Still, for the major fraction of the misclassified digits, the human brain would perform better than our network, and we can always aim for better performance.

The world record for this classification exercise is 99.8%.

How well do you rank?

Do you have any idea on how to manipulate the input images to help the network on such bad cases? hint: it's always possible to edit the images before feeding them to the network for training, a technique called data augmentation .

## Wrapping it up ¶

In this tutorial, you have learnt:

• how to use the Google Colab platform to do deep learning, without having to install software or to buy a GPU;
• what is a convolutional network, and what are its most important layers: the convolutional layers, the maxpooling layers, and the dropout layers;
• how to build a simple convolutional network, and how to tune it to reach an accuracy around 99.4% in the recognition of handwritten digits.
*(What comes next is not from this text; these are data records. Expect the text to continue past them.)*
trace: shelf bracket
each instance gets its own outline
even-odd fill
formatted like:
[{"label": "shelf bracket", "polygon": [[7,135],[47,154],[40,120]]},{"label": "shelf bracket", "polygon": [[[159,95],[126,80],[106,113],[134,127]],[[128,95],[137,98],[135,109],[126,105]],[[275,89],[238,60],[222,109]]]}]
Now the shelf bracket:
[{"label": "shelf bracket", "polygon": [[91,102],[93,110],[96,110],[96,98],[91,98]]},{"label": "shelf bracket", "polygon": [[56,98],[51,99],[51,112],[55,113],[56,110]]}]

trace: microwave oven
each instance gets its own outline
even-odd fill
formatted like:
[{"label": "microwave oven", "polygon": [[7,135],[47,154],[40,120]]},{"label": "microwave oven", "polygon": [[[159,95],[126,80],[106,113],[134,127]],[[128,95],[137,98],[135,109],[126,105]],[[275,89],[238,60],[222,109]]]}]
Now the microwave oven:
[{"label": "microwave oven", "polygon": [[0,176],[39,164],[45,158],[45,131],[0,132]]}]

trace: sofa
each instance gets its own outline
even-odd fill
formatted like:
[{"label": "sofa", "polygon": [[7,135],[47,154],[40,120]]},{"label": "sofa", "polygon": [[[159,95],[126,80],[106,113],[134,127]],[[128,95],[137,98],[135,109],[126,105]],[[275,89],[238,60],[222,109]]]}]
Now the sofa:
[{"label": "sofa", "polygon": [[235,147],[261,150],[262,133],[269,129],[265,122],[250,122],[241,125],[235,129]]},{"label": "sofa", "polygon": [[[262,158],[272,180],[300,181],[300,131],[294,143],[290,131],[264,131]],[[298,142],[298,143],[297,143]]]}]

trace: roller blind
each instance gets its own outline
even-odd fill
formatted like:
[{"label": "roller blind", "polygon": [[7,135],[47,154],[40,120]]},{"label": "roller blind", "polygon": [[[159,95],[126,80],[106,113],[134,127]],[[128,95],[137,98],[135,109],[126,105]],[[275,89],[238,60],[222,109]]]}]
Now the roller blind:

Now, let's do a small contest!

Please tell us in the comments. To claim your reward (a good dinner at my place if you're around!), you should:

• post your accuracy history plot
• give the code that describes your model

In the future, we'll try other image classification problems, and talk about data augmentation.

We will also learn about other kinds of deep neural networks used in natural language processing and time series analysis.